After sailing, the crew were brought ashore and those present drank tea and coffee while viewing some photographs on display, some of which were taken in the 1950s and provided by Johnny Madden.
Speeches were given by Lord Erne, Mr. Madden and yachting journalist Betty Armstrong.
Afterwards, a very pleasant lunch was taken by all in the Inishfendra room of the National Trust Visitor Center.
“Many thanks to the National Trust and Enniskillen BID, without whose support such a historic day would not have been possible.

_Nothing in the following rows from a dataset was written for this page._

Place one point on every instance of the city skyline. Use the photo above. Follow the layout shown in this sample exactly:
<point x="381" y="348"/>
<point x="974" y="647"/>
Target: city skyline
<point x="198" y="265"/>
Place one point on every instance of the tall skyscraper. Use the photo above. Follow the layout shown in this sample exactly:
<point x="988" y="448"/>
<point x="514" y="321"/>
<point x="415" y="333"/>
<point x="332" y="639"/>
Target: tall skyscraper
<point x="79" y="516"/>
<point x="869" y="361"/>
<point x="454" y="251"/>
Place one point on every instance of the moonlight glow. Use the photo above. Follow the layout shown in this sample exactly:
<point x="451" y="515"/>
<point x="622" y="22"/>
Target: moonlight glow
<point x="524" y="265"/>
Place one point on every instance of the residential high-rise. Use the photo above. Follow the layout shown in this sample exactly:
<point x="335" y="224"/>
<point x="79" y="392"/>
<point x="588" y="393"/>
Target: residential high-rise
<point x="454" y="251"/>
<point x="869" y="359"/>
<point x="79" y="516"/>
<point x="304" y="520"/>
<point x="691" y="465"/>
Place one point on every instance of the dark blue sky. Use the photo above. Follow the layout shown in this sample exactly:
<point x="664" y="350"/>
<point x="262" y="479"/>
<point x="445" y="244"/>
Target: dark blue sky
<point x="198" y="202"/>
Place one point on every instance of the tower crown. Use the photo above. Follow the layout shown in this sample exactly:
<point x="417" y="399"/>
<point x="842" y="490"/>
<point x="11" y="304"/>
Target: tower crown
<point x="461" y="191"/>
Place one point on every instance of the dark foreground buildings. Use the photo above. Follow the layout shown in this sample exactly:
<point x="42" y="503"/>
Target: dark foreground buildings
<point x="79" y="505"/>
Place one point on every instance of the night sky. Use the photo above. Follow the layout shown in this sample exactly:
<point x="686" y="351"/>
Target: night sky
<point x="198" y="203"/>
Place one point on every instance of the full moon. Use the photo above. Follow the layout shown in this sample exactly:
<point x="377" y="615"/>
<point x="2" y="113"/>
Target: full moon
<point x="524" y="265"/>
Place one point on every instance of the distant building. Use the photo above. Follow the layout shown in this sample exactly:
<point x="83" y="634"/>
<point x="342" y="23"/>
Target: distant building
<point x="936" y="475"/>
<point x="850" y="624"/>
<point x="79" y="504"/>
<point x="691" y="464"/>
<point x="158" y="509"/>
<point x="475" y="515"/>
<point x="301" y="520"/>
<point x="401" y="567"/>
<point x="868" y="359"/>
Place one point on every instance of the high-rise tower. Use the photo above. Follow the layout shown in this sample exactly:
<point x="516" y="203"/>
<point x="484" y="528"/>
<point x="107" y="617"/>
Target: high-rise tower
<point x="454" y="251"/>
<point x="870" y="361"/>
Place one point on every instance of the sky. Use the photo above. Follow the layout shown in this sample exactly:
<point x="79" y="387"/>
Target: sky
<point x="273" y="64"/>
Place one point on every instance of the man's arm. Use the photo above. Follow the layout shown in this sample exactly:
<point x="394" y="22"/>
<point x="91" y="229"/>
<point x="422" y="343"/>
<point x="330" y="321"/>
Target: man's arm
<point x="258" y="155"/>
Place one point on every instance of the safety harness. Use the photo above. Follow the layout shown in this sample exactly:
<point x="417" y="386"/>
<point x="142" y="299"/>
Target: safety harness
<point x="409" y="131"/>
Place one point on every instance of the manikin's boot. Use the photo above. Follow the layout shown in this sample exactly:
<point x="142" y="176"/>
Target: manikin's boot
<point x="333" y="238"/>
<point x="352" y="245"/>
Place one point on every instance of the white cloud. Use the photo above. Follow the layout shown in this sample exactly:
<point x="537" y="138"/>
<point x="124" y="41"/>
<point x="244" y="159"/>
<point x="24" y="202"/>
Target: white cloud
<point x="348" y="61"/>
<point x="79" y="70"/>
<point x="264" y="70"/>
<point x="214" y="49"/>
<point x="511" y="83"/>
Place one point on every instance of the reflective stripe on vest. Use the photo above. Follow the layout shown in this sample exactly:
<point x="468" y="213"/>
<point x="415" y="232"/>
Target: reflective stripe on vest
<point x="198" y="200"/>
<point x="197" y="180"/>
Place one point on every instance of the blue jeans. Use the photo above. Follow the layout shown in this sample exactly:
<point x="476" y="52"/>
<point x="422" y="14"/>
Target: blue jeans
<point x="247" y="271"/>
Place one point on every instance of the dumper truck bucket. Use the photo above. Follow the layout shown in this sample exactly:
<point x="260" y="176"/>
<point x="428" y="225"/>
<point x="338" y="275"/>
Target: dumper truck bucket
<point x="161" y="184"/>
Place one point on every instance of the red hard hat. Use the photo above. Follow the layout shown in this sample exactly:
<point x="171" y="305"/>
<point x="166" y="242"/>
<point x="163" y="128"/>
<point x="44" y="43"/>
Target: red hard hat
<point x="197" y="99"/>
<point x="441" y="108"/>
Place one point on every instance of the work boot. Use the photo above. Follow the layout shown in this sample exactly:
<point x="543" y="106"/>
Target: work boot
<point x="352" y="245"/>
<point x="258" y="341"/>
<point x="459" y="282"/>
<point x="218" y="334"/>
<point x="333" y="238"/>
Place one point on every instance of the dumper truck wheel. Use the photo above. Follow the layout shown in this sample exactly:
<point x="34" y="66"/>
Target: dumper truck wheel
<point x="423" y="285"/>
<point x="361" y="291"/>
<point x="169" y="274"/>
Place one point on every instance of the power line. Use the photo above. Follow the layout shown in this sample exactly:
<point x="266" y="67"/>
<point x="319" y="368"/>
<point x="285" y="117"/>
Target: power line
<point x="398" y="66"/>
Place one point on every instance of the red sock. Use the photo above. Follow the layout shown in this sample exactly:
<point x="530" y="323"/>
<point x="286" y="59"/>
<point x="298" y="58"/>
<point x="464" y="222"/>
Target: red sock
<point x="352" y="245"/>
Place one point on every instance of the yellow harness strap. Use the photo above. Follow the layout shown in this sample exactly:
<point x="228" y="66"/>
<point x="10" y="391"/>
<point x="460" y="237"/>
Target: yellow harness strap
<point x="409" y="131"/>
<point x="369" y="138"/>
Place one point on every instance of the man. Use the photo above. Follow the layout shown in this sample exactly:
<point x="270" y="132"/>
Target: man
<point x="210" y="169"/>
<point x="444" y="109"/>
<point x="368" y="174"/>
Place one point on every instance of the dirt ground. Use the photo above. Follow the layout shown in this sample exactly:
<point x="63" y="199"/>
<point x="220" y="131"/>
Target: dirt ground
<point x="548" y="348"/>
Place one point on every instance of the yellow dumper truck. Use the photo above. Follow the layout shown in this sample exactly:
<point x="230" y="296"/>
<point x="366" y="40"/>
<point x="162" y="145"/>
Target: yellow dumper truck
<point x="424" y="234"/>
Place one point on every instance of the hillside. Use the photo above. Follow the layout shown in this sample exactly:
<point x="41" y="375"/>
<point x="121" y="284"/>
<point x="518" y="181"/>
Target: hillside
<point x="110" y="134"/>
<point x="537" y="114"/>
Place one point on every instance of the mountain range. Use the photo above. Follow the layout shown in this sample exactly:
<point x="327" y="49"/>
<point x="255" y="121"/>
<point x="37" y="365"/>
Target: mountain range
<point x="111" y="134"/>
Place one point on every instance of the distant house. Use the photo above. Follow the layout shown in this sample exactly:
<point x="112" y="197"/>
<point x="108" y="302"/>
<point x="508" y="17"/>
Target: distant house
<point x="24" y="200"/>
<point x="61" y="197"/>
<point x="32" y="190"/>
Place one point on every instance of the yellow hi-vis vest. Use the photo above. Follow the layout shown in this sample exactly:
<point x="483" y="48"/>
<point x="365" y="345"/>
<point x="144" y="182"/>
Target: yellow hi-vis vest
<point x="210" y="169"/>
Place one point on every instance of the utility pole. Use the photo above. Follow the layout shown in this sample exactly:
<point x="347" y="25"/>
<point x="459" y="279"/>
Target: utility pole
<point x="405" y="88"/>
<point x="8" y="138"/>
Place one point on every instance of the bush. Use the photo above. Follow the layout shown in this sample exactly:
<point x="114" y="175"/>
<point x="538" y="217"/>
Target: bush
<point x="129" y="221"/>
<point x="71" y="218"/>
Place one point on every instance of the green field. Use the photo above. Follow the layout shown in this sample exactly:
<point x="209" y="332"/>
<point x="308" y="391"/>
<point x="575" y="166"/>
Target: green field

“Since then, the America-based International Snipe-Class Association has circulated the history of Snipe racing during the relaunch of Crom and Ranger to all of its members around the world,” added Fred.
Thinking back on the day, Fred spoke of his joy, saying, “I really enjoyed the day, which was made especially so by so many people making the effort to come even from far away.
“Some of the visitors and their families had been a part of the Snipe era of sailing in Crom, with many stories to tell.
“We heard that two members of the Corbett family sailed one of Crom’s Snipes across the Channel to France in an organized race from Folkestone to Boulogne. It was in the 1950s.
“The launch event served to highlight the importance of Crom and the families involved in the club that sits there in the pursuit of sailboat racing.
“It was definitely worth doing, and there have been many congratulatory emails since then and we are now in contact with a Snipe Sailor in Japan.
“[It was] an important day in the history of sailing on Lough Erne and hopefully will generate enthusiasm for sailing races among the youth of the community. It was all worth the restoration effort, ”he added.